Menurut Mu’ti, pembangunan sekolah tidak boleh setengah-setengah. Revitalisasi gedung sekolah adalah upaya membangun “raga” pendidikan, tetapi hal itu harus berjalan seiring dengan penguatan “jiwa” pendidikan. Keduanya, kata dia, tak bisa dipisahkan jika ingin mewujudkan pendidikan yang benar-benar bermutu dan berkeadilan.

Ia mengibaratkan pembangunan sekolah seperti menyanyikan lagu Indonesia Raya.
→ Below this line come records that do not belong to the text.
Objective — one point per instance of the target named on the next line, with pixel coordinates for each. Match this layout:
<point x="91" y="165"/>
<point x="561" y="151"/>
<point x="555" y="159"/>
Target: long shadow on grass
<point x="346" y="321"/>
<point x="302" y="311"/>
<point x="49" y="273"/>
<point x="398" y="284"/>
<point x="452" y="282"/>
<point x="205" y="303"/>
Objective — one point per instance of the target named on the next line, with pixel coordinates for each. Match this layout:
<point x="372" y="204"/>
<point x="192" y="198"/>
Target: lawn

Tak cukup hanya lantang di lirik, tetapi harus dihayati maknanya. Gedung yang aman, nyaman, dan layak menjadi fondasi penting agar proses belajar mengajar berjalan optimal dan manusiawi.
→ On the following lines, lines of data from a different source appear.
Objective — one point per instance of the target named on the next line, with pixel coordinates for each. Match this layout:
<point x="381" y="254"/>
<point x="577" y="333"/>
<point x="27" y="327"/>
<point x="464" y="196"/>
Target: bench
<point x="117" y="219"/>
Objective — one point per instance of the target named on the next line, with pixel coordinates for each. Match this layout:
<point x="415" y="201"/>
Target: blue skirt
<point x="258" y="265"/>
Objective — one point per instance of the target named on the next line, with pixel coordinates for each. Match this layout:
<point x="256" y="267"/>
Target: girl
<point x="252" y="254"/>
Mendikdasmen juga menekankan bahwa lingkungan sekolah yang baik akan berdampak langsung pada semangat belajar, karakter, serta keselamatan seluruh warga sekolah. Karena itu, negara harus hadir memastikan sekolah menjadi tempat yang aman sekaligus membangun masa depan generasi muda.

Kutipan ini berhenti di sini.